While recent work has benchmarked large language models on Swiss legal translation (Niklaus et al., 2025) and academic legal reasoning from university exams (Fan et al., 2025), no existing benchmark evaluates frontier model performance on applied Swiss regulatory compliance tasks. I introduce Swiss-Bench SBP-002, a trilingual benchmark of 395 expert-crafted items spanning three Swiss regulatory domains (FINMA, Legal-CH, EFK), seven task types, and three languages (German, French, Italian), and evaluate ten frontier models from March 2026 using a structured three-dimension scoring framework assessed via a blind three-judge LLM panel (GPT-4o, Claude Sonnet 4, Qwen3-235B) with majority-vote aggregation and weighted kappa = 0.605, with reference answers validated by an independent human legal expert on a 100-item subset (73% rated Correct, 0% Incorrect, perfect Legal Accuracy). Results reveal three descriptive performance clusters: Tier A (35-38% correct), Tier B (26-29%), and Tier C (13-21%). The benchmark proves difficult: even the top-ranked model (Qwen 3.5 Plus) achieves only 38.2% correct, with 47.3% incorrect and 14.4% partially correct. Task type difficulty varies widely: legal translation and case analysis yield 69-72% correct rates, while regulatory Q&A, hallucination detection, and gap analysis remain below 9%. Within this roster (seven open-weight, three closed-source), an open-weight model leads the ranking, and several open-weight models match or outperform their closed-source counterparts. These findings provide an initial empirical reference point for assessing frontier model capability on Swiss regulatory tasks under zero-retrieval conditions.
Paper Structure (39 sections, 1 equation, 5 figures, 7 tables)

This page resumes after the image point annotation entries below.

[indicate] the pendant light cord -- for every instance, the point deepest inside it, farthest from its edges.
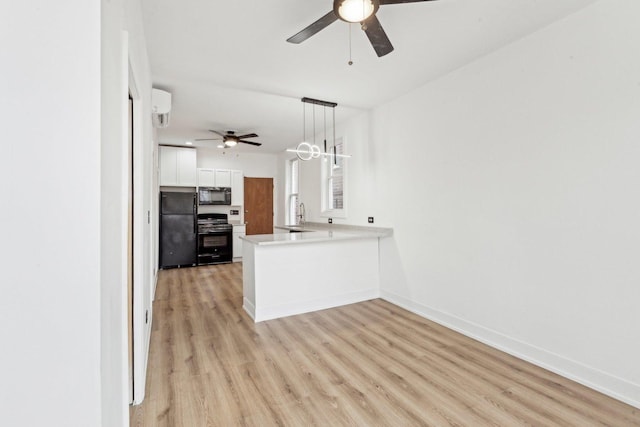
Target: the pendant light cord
(350, 60)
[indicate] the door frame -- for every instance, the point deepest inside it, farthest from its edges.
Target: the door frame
(140, 317)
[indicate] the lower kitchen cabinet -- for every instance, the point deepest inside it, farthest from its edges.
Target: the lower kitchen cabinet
(238, 231)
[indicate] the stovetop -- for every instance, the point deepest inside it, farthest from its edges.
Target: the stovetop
(209, 223)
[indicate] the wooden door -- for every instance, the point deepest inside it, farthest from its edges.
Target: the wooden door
(258, 205)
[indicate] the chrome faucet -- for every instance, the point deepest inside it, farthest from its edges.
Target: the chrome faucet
(302, 215)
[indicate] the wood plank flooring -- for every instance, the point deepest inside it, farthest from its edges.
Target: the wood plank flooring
(366, 364)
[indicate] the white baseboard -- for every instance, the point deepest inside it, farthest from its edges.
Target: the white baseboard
(274, 312)
(603, 382)
(249, 308)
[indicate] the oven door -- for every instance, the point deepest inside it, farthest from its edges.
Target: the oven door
(214, 247)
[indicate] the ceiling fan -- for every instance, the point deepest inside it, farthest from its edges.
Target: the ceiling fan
(230, 139)
(362, 11)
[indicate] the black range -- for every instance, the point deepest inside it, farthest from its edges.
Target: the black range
(215, 239)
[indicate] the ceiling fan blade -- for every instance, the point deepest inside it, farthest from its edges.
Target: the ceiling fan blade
(320, 24)
(257, 144)
(401, 1)
(378, 38)
(249, 135)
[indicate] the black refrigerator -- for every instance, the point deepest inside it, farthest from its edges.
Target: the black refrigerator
(178, 229)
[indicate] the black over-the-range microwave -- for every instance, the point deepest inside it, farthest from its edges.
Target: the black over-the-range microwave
(214, 195)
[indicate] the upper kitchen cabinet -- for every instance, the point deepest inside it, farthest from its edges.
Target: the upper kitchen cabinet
(223, 178)
(206, 178)
(214, 177)
(177, 166)
(237, 188)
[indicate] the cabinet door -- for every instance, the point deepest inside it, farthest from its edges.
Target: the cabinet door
(223, 178)
(237, 188)
(187, 167)
(206, 178)
(168, 165)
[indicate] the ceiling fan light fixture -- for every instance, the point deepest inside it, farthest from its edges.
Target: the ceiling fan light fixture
(354, 10)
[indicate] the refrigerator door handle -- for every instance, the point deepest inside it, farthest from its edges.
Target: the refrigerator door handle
(195, 217)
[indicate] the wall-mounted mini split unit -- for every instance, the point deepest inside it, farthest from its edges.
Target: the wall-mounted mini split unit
(160, 108)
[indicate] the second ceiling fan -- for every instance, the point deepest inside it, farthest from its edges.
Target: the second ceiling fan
(352, 11)
(230, 139)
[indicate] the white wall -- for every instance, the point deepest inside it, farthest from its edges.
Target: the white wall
(510, 187)
(50, 311)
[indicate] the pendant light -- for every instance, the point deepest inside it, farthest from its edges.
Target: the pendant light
(307, 151)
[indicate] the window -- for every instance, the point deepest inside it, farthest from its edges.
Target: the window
(293, 199)
(333, 182)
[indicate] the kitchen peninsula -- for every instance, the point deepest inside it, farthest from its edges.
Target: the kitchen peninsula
(316, 267)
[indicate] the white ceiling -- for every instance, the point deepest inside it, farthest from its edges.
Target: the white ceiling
(228, 66)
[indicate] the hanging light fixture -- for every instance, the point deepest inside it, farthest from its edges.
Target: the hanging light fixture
(306, 150)
(355, 10)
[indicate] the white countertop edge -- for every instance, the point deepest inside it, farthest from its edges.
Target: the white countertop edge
(315, 236)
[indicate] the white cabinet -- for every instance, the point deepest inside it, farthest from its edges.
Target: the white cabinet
(223, 177)
(237, 188)
(206, 178)
(214, 177)
(177, 166)
(238, 230)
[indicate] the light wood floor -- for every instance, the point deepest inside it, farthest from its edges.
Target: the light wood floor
(367, 364)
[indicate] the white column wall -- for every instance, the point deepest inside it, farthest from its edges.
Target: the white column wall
(50, 311)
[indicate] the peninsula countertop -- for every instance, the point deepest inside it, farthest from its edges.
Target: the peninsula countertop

This paper contains 39 sections, 1 equation, 5 figures, 7 tables.

Figures (5)

  • Figure 1: Inter-rater reliability improvement from grade-mode to structured scoring. Dashed lines indicate Landis & Koch interpretation thresholds. Structured scoring moves the panel average from moderate ($\kappa = 0.512$) to substantial ($\kappa = 0.605$) agreement.
  • Figure 2: Overall model ranking by correct rate on 395 items. Colors indicate tier: dark (A), medium (B), light (C).
  • Figure 3: Correct rate by regulatory domain. Legal-CH is much easier than FINMA and EFK (Reg. QA) across all models. Note: EFK results are confounded with the Regulatory Q&A task type (all 48 EFK items belong to this single task type).
  • Figure 4: Heatmap of correct rate (%) by model and task type. Case analysis and legal translation are easiest; regulatory Q&A and gap analysis are hardest.
  • Figure 5: Correct rate by language (descriptive only). Italian items yield higher C% across all models, but this is heavily confounded by compositional bias: 30.9% of Italian items are case analysis or legal translation vs. 6.7% for German. See Section \ref{['sec:discussion']} and Table \ref{['tab:crosstab']}.